Prezes WMZPN przyznaje, że zainteresowanie kobiecą piłką nożną w regionie rośnie, ale... powoli. "Kilka lat temu próbowaliśmy organizować III czy IV ligę na trawie, ale oprócz Stomilanek i AS Stomil Olsztyn drużyny w województwie powstawały na 2-4 lata (chociażby w Korszach czy Bartoszycach) i po tym czasie się rozwiązywały. Dziewczyny kończyły szkołę, szły w świat i nie było kontynuacji. Zaczęliśmy patrzeć głębiej w teren - w mniejsze miejscowości. Zmieniliśmy też koncepcję. Nie robimy teraz rozgrywek dla piłki jedenastoosobowej, tylko gramy na orlikach" - tłumaczy Marek Łukiewski. "Trzy lata temu zapoczątkowaliśmy kobiecą ligę szóstek, w której występują takie zespoły, jak: Orlęta Reszel, Tęcza Biskupiec, Polonia Iłowo, Jastrząb Ględy i Jezioranki Iława. DKS Dobre Miasto czy Zatoka Braniewo podpytują się teraz, czy od nowego sezonu nie mogłyby do takiej ligi przystąpić."

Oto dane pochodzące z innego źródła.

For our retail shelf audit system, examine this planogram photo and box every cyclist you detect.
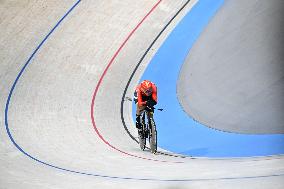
[134,80,157,132]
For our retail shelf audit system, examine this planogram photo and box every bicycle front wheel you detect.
[149,120,157,154]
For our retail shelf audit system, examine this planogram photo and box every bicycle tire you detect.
[149,119,157,154]
[138,133,146,151]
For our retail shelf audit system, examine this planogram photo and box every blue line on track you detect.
[5,0,284,182]
[133,0,284,157]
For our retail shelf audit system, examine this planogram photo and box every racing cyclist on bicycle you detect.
[134,80,157,132]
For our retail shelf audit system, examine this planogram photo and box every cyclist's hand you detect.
[146,100,157,107]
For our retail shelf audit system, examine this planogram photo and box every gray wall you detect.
[177,0,284,134]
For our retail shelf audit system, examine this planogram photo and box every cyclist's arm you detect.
[136,88,146,106]
[152,84,158,103]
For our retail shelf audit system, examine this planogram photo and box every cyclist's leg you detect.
[136,104,145,130]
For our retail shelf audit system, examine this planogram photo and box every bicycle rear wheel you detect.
[149,119,157,154]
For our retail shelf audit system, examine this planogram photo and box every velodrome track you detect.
[0,0,284,189]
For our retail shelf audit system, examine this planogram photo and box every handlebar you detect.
[124,97,164,111]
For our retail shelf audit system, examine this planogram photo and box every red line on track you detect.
[91,0,184,163]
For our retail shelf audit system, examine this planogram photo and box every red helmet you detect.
[141,80,152,96]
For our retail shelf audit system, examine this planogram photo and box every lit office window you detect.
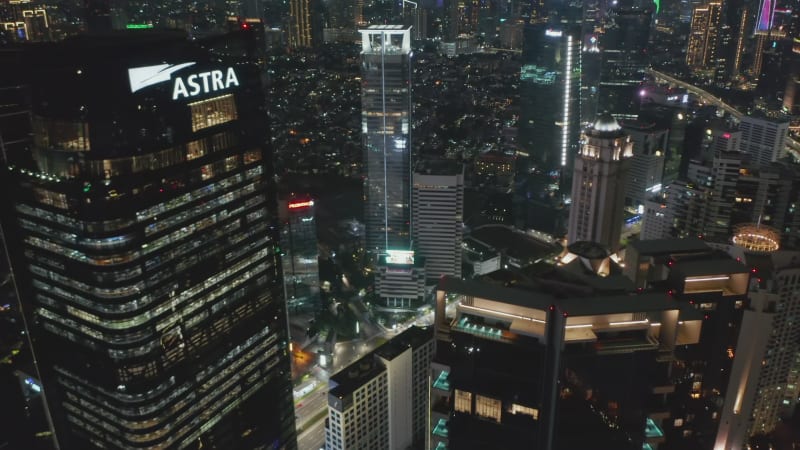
[455,389,472,414]
[189,94,238,131]
[475,395,501,423]
[511,403,539,420]
[33,116,90,151]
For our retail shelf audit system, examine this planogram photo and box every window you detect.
[475,395,501,423]
[33,188,69,209]
[511,403,539,420]
[455,389,472,414]
[189,94,238,131]
[33,117,90,151]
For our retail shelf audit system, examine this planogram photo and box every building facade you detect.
[430,269,702,450]
[739,116,789,164]
[280,196,320,312]
[411,161,464,280]
[567,114,633,252]
[325,326,434,450]
[686,1,722,72]
[359,25,411,255]
[0,32,296,449]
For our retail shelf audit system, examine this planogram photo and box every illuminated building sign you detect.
[128,62,239,100]
[289,200,314,209]
[386,250,414,264]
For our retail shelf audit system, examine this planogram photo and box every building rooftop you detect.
[438,276,694,316]
[329,326,433,398]
[628,237,711,256]
[328,353,386,399]
[471,224,561,261]
[373,326,433,360]
[414,159,464,175]
[672,255,749,277]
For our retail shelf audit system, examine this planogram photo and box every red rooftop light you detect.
[289,200,314,209]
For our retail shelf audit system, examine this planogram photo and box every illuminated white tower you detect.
[359,25,411,255]
[567,114,633,252]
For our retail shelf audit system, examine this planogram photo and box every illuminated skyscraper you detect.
[359,25,411,255]
[289,0,312,48]
[567,114,633,252]
[519,22,581,178]
[0,31,296,449]
[686,1,722,71]
[281,196,320,313]
[411,160,464,281]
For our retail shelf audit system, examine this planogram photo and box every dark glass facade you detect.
[281,196,320,313]
[361,25,411,254]
[2,32,296,449]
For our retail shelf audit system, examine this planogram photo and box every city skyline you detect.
[0,0,800,450]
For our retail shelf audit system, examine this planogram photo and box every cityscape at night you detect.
[0,0,800,450]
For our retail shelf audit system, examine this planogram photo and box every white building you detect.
[375,250,425,312]
[622,121,669,207]
[325,327,434,450]
[567,114,633,252]
[359,25,412,255]
[714,247,800,450]
[739,116,789,164]
[411,160,464,284]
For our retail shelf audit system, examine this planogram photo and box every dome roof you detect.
[592,113,622,132]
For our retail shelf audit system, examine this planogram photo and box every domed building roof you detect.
[592,113,622,133]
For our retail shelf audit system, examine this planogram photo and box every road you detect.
[297,419,325,450]
[647,69,742,120]
[295,303,455,450]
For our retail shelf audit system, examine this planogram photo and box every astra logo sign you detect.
[128,62,239,100]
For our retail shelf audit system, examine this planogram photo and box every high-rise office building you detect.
[359,25,411,255]
[622,121,669,209]
[567,114,633,252]
[0,32,296,449]
[411,160,464,280]
[739,112,789,164]
[714,246,800,450]
[597,8,652,119]
[686,1,722,72]
[289,0,313,48]
[519,21,582,180]
[325,326,434,450]
[280,195,320,313]
[375,250,426,312]
[623,238,758,449]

Dużo lepiej sytuacja przedstawia się w szkołach. "Mamy Puchar Tymbarku. I w szkołach w naszym województwie uczestniczy w rozgrywkach 130 drużyn. Więc około tysiąc dziewczynek z pierwszych klas rywalizuje w piłkę nożną."

Z Markiem Łukiewskim spotkał się Piotr Szauer. Zapraszamy do wysłuchania rozmowy!

Czy zeszłoroczny awans Stomilanek Olsztyn do Orlen Ekstraligi czy udane starty dziewcząt z AS Stomil Olsztyn wpływają na zainteresowanie dyscypliną w naszym regionie?  "Myślę, że tak. Te dwie drużyny są magnesem dla dziewczyn z województwa. Jeżeli w mniejszych miejscowościach radzą sobie w rozgrywkach razem z chłopakami, to mają szansę trafić tutaj. Mamy oczywiście przypadki takie, jak Ani Gliszczyńskiej, która bezpośrednio z Ostródy trafiła do Górnika Łęczna. Ale często dziewczyny trafiają najpierw do Olsztyna, żeby potem pójść w piłkarski świat."